Lo stesso tifo organizzato della Stella, negli anni Ottanta, fece insorgere le proteste anti-Jugoslavia da parte dei serbi. Per la prima volta si cominciano ad ascoltare cori razzisti a sfondo etnico: un’attitudine che il governo aveva sempre contrastato, ricorrendo anche ai mezzi repressivi più duri. Da quel momento il controllo sul tifo si allenta progressivamente e l’odio comincia a trovare canali espressivi efficaci. Il sistema politico è entrato in crisi e all’improvviso non ci si sente più jugoslavi ma, a seconda dei casi, serbi, croati, sloveni, macedoni, montenegrini o bosniaci. Risorge quel sentimento che il regime di Tito aveva soffocato, non soltanto nelle grandi città.

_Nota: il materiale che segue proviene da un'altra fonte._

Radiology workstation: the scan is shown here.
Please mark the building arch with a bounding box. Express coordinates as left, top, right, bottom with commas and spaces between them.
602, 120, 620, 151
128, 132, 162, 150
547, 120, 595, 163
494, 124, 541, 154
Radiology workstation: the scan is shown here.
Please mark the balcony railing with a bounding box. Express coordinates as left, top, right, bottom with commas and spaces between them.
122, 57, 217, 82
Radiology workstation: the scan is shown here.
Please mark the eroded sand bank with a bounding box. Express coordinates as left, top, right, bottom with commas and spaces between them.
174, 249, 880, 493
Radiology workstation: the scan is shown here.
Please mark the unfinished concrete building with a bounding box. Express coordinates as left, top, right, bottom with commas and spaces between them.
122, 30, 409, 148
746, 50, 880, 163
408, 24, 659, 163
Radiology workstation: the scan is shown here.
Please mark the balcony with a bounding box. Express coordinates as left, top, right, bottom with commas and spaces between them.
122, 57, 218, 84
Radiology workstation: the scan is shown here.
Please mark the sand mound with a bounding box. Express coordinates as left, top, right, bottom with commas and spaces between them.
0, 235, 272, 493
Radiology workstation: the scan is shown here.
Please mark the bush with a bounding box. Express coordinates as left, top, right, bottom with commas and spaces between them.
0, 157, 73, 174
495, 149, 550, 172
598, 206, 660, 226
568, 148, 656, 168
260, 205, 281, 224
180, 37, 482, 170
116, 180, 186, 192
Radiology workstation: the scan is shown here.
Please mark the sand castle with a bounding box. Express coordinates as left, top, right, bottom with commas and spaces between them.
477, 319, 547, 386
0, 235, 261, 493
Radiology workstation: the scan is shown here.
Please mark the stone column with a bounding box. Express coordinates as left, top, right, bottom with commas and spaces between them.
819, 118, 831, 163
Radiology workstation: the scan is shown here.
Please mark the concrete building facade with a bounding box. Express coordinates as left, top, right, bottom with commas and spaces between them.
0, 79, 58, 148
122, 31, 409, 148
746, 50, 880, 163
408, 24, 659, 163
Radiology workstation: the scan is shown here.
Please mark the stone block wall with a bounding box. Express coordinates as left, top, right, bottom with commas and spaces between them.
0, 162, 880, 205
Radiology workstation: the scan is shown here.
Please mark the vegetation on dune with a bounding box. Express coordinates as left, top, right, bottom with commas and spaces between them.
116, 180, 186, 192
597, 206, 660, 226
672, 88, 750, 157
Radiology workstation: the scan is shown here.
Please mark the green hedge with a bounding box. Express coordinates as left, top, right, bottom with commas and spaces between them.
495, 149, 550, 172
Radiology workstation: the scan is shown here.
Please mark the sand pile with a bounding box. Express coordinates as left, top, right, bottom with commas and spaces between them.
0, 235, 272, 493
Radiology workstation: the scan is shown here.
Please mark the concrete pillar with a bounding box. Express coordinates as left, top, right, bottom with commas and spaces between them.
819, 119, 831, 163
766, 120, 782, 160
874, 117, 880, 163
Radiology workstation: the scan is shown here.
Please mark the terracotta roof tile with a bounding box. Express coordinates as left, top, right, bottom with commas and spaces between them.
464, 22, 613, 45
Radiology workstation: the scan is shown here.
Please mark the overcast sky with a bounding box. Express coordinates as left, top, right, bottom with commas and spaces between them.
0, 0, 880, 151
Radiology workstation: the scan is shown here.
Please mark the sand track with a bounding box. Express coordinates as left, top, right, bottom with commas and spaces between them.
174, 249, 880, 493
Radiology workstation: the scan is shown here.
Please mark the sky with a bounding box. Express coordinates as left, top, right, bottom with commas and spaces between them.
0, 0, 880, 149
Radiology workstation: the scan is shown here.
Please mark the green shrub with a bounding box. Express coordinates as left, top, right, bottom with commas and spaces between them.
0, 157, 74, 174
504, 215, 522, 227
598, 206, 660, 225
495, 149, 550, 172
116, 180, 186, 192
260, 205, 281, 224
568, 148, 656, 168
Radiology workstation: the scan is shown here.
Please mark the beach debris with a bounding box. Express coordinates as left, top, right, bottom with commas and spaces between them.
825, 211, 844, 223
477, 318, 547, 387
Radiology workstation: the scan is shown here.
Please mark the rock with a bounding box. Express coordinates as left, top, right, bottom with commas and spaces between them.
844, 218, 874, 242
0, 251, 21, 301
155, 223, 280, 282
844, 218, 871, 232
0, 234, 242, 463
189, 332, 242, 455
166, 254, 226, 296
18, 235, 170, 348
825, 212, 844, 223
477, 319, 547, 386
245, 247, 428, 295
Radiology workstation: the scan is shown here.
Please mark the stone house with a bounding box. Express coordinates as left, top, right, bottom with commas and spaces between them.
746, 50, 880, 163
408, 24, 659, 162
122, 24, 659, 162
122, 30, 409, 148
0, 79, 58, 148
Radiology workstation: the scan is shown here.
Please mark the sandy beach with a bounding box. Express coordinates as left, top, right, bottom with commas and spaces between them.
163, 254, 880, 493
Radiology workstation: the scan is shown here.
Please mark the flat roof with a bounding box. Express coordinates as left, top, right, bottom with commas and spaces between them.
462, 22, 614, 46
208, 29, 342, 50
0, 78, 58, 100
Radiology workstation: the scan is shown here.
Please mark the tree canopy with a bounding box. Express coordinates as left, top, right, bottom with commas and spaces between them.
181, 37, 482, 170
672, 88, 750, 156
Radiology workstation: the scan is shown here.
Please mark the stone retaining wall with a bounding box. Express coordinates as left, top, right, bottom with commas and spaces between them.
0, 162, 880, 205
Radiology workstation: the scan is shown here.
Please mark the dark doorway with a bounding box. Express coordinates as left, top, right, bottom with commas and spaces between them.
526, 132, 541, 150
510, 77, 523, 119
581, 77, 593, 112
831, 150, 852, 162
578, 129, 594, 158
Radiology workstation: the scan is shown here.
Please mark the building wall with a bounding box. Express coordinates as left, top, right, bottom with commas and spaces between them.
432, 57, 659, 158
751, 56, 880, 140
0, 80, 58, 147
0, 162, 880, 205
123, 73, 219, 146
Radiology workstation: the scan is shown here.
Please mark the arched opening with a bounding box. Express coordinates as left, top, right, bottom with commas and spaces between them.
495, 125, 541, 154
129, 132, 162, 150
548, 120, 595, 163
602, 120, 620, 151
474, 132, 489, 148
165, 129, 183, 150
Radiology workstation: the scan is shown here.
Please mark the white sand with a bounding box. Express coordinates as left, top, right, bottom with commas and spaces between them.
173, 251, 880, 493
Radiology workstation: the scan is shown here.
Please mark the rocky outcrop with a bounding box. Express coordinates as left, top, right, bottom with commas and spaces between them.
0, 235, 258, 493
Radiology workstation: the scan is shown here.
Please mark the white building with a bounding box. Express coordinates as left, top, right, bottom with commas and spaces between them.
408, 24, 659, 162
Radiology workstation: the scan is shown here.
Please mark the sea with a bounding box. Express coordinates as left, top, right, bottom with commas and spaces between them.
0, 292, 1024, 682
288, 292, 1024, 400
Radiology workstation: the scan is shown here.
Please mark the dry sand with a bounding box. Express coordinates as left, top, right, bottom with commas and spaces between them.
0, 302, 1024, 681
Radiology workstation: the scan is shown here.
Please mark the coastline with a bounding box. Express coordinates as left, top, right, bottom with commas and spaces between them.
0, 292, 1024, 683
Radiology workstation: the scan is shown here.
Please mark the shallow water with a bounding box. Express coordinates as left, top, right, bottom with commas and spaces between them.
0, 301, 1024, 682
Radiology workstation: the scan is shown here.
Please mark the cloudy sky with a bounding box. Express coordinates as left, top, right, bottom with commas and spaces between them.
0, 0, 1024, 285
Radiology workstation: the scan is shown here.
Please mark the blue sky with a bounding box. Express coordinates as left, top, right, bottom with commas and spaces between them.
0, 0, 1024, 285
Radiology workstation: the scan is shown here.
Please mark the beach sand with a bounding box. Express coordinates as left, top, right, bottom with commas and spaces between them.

Nel 1991 il Muro di Berlino è caduto da due anni. La Jugoslavia si sta consumando in un futuro che sembra essere ormai scritto nel peggiore dei modi. La Stella Rossa vive invece un’annata irripetibile mentre gli spalti del Marakana hanno cambiato fisionomia e linguaggio. I capi ultras sono ora criminali in carriera al servizio del nuovo potere politico. Da tempo, sugli striscioni dei sostenitori della Stella Rossa è scritto “Serbia, non Jugoslavia e solo l’unità salverà i serbi”. La guerra è un concetto che trova espressione verbale nelle curve di uno stadio. Pian piano le parole si concretizzano. Ognuno attacca come può, ognuno si difende come riesce. La vittoria della Stella Rossa nella Coppa Campioni e poi nell’Intercontinentale (contro i cileni del Colo Colo) potrebbero rinsaldare un sentimento, ma non sarà così. Magari, chissà, avrebbe potuto esserlo se nel mondiale italiano del ’90 capitan Faruk avesse segnato il rigore ai quarti con l’Argentina, dando agli jugoslavi l’opportunità di credere per la prima volta tutti insieme in un unico sogno: vincere il primo mondiale di calcio.
Nel marzo del 1992 andò in scena il Veciti derbi al Marakana. I biancorossi entrarono allo stadio guidate dal proprio capo, il comandante Arkan, con tre striscioni: “Venti chilometri a Vukovar”, “Dieci chilometri a Vukovar”, “Benvenuti a Vukovar”. Tutto lo stadio applaudì l’ingresso di questi paramilitari. Cosa c’entra col calcio? Beh Arkan, al secolo Zeljko Raznatovic, era il capo ultras della Stella Rossa e le sue Tigri (che entrarono con lui) il gruppo di tifosi più violento della Stella. Dall’agosto al novembre 1992, anche le Tigri presero parte all’assedio e alla presa di Vukovar (cittadina serba nel territorio croato), compiendo una strage di cittadini croati. L’episodio fu salutato con entusiasmo anche dai tifosi del Partizan. Eravamo nel cuore della guerra in Jugoslavia. Il comandante Arkan è stato un personaggio che si distinse in quegli anni: grazie alle gare della Stella Rossa, infatti, reclutava nuovi paramilitari tra i sostenitori che andavano alla stadio. Le Tigri divennero il braccio armato dell’espansionismo serbo del presidente Slobodan Milosevic.
Arkan verrà assassinato a guerra ormai finita, nel 2000, ma lasciando forti impronte della sua ideologia sociale su tutto il territorio Jugoslavo. I cori razzisti a sfondo etnico infatti, proseguono tutt’oggi.